A deputada Joênia disse que a Rede prepara ação direta de inconstitucionalidade para tentar anular a MP. "A palavra do dia é afronta. Ele está afrontando e desrespeitando a separação dos Poderes, que está na Constituição. Já há decisões no Supremo dizendo que o Executivo não pode reeditar duas vezes a mesma matéria em MP. A gente vai questionar a constitucionalidade."
Pela lei, Bolsonaro não pode editar duas MPs sobre o mesmo assunto na mesma legislatura do Congresso. Mas o governo poderá argumentar que a primeira MP rejeitada no Congresso foi editada em janeiro, quando a legislatura era outra. A posse dos parlamentares ocorreu em fevereiro.
Oposicionistas pediram ao presidente do Senado, Davi Alcolumbre (DEM-AP), que devolva a medida ao governo. Caso ele decida fazê-lo, o texto perderá validade. A devolução de medidas provisórias cabe ao presidente do Congresso, posto que é ocupado pelo presidente do Senado.
O QUE MUDA COM A MP
Reforma agrária e demarcação de terras indígenas"Sob o guarda-chuva do Ministério da Justiça (de Sergio Moro), voltam à Agricultura (chefiada por Tereza Cristina). Mudança foi derrubada pelo Congresso em maio
ARTICULAÇÃO POLÍTICA
Antes responsabilidade da Casa Civil, sob Onyx Lorenzoni, passa para a Secretaria de Governo. A pasta será chefiada pelo general Ramos
IMPRENSA INTERNACIONAL, SAJ e PPI
Imprensa Nacional e Subchefia de Assuntos Jurídicos deixam a Casa Civil e passam para a Secretaria-Geral, sob o general Floriano Peixoto.
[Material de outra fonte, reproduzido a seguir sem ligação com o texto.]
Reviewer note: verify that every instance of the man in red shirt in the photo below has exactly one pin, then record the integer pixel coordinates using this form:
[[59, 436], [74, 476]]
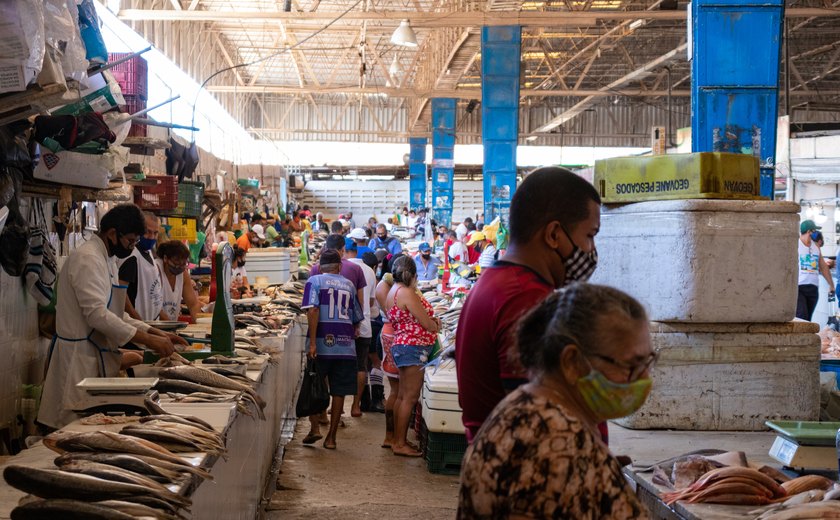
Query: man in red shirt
[[554, 217]]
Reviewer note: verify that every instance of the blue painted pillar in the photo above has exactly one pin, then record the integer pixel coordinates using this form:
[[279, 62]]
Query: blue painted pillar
[[735, 54], [500, 57], [443, 158], [417, 172]]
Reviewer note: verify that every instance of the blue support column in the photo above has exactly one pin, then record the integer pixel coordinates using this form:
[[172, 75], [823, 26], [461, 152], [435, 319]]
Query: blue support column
[[417, 172], [736, 46], [500, 57], [443, 158]]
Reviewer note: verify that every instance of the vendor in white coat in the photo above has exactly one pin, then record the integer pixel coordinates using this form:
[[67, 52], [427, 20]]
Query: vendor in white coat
[[91, 323]]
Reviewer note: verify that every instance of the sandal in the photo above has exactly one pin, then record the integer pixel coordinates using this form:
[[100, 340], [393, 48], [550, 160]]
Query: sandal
[[312, 438]]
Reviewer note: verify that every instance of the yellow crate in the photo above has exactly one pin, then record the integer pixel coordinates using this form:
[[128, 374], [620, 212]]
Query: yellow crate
[[704, 175], [182, 229]]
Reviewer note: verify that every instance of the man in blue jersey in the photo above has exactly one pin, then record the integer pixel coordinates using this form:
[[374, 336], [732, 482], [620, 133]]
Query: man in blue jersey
[[334, 315]]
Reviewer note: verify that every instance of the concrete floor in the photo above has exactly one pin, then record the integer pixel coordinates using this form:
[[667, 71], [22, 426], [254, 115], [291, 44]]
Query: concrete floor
[[359, 479]]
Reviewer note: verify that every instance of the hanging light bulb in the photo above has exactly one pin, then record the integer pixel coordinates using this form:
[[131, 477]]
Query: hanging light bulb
[[395, 66], [404, 35]]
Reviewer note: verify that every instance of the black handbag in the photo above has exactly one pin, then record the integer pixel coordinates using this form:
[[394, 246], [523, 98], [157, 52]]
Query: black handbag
[[314, 397]]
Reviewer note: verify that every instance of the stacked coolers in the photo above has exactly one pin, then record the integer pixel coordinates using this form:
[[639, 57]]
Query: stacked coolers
[[442, 438]]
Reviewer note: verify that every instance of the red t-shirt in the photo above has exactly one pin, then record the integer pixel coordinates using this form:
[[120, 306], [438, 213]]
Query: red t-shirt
[[486, 332]]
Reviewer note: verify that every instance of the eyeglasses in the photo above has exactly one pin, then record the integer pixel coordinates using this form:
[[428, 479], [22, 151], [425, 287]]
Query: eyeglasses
[[635, 370]]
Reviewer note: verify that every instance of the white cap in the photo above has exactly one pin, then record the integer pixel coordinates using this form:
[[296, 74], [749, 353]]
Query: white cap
[[258, 229]]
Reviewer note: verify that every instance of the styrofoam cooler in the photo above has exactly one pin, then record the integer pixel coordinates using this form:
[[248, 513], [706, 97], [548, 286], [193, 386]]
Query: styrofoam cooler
[[703, 261], [731, 376], [439, 399], [271, 262]]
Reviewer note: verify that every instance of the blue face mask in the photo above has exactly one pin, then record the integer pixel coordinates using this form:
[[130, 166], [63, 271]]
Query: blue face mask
[[146, 244]]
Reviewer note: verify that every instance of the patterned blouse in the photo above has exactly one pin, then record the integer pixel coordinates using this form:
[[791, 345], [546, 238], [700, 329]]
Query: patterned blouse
[[533, 459]]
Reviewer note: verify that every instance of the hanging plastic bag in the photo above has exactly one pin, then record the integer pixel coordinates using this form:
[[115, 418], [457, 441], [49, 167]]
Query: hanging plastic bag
[[61, 26], [95, 48], [22, 43], [314, 396]]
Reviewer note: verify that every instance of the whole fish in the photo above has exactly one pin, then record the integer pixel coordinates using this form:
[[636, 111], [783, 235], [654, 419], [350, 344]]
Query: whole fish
[[119, 460], [66, 509], [179, 419], [103, 471], [135, 510], [110, 442], [53, 483]]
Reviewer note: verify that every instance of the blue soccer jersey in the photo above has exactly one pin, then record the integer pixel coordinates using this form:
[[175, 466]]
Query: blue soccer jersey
[[339, 309]]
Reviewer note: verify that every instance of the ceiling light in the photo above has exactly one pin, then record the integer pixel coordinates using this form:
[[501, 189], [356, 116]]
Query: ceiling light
[[404, 35], [395, 66]]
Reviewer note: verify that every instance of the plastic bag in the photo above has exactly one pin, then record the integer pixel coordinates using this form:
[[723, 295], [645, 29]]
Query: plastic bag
[[95, 50], [61, 26], [22, 45], [314, 396]]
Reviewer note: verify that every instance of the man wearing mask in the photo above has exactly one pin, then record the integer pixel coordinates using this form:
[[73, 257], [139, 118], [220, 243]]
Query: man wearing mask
[[383, 241], [811, 266], [90, 317], [144, 295], [427, 265], [554, 217]]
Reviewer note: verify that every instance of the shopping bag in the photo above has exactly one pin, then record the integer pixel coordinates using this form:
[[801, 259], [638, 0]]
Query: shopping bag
[[314, 396]]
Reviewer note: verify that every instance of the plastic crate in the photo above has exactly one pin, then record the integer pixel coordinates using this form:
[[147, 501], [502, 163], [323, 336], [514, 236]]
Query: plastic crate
[[190, 199], [162, 196], [182, 229], [443, 452], [132, 75]]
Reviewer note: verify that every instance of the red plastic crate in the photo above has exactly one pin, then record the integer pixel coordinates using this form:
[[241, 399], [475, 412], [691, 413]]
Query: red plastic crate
[[162, 196], [132, 75]]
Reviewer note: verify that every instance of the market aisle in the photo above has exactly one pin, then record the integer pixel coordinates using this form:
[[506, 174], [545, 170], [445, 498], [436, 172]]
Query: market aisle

Já o PPI (Programa de Parcerias e Investimentos) sai da Secretaria de Governo e vai para a Casa Civil
Vou estudar a lista, diz presidente sobre PGR
Questionado se indicará à Procuradoria-Geral da República um dos eleitos na lista tríplice da Associação Nacional dos Procuradores da República, Jair Bolsonaro disse que vai "estudar a lista". "Vou seguir a Constituição." Não há na lei determinação para que ele indique nome da lista. Os mais votados da categoria foram Mario Bonsaglia, Luiza Frischeisen e Blal Dalloul.